Correlation Between Ming Yang and Sinocelltech

Specify exactly 2 symbols:
Can any of the company-specific risk be diversified away by investing in both Ming Yang and Sinocelltech at the same time? Although using a correlation coefficient on its own may not help to predict future stock returns, this module helps to understand the diversifiable risk of combining Ming Yang and Sinocelltech into the same portfolio, which is an essential part of the fundamental portfolio management process.
By analyzing existing cross correlation between Ming Yang Smart and Sinocelltech Group, you can compare the effects of market volatilities on Ming Yang and Sinocelltech and check how they will diversify away market risk if combined in the same portfolio for a given time horizon. You can also utilize pair trading strategies of matching a long position in Ming Yang with a short position of Sinocelltech. Check out your portfolio center. Please also check ongoing floating volatility patterns of Ming Yang and Sinocelltech.

Diversification Opportunities for Ming Yang and Sinocelltech

0.54
  Correlation Coefficient

Very weak diversification

The 3 months correlation between Ming and Sinocelltech is 0.54. Overlapping area represents the amount of risk that can be diversified away by holding Ming Yang Smart and Sinocelltech Group in the same portfolio, assuming nothing else is changed. The correlation between historical prices or returns on Sinocelltech Group and Ming Yang is a relative statistical measure of the degree to which these equity instruments tend to move together. The correlation coefficient measures the extent to which returns on Ming Yang Smart are associated (or correlated) with Sinocelltech. Values of the correlation coefficient range from -1 to +1, where.

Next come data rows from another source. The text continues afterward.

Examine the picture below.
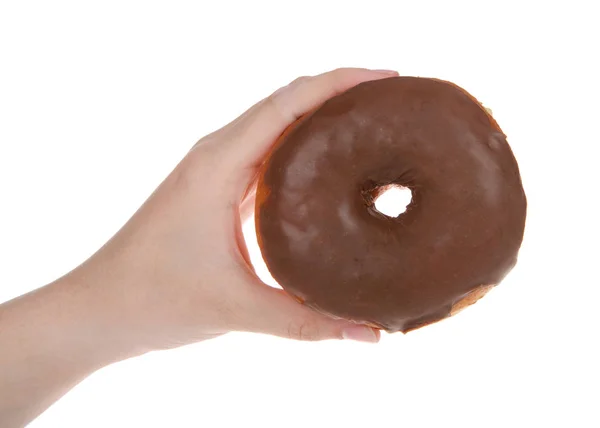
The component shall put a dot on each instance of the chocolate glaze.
(323, 239)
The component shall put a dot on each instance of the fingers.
(255, 131)
(271, 311)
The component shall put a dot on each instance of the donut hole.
(392, 200)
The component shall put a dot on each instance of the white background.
(99, 101)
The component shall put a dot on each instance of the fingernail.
(390, 72)
(360, 334)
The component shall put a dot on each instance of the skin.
(177, 273)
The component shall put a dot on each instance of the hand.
(179, 271)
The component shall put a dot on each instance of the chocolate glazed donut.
(325, 242)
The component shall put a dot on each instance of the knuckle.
(299, 81)
(305, 330)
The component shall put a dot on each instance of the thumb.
(272, 311)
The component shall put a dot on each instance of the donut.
(324, 241)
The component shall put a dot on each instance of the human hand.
(179, 271)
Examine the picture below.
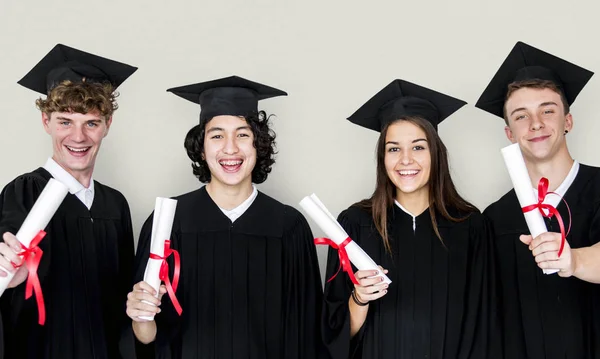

The correlation of zero (0) is possible when the price movement of Sinocelltech Group has no effect on the direction of Ming Yang i.e., Ming Yang and Sinocelltech go up and down completely randomly.

Pair Corralation between Ming Yang and Sinocelltech

Assuming the 90 days trading horizon Ming Yang Smart is expected to under-perform the Sinocelltech. In addition to that, Ming Yang is 1.3 times more volatile than Sinocelltech Group. It trades about -0.36 of its total potential returns per unit of risk. Sinocelltech Group is currently generating about -0.04 per unit of volatility. If you would invest  3,744  in Sinocelltech Group on October 25, 2024 and sell it today you would lose (70.00) from holding Sinocelltech Group or give up 1.87% of portfolio value over 90 days.
Time Period3 Months [change]
DirectionMoves Together 
StrengthWeak
Accuracy100.0%
ValuesDaily Returns

Ming Yang Smart  vs.  Sinocelltech Group

 Performance 
       Timeline  
Ming Yang Smart 

Risk-Adjusted Performance

0 of 100

 
Weak
 
Strong
Very Weak
Over the last 90 days Ming Yang Smart has generated negative risk-adjusted returns adding no value to investors with long positions. Despite latest weak performance, the Stock's basic indicators remain strong and the current disturbance on Wall Street may also be a sign of long term gains for the company investors.
Sinocelltech Group 

Risk-Adjusted Performance

0 of 100

 
Weak
 
Strong
Very Weak
Over the last 90 days Sinocelltech Group has generated negative risk-adjusted returns adding no value to investors with long positions. Despite latest weak performance, the Stock's basic indicators remain strong and the current disturbance on Wall Street may also be a sign of long term gains for the company investors.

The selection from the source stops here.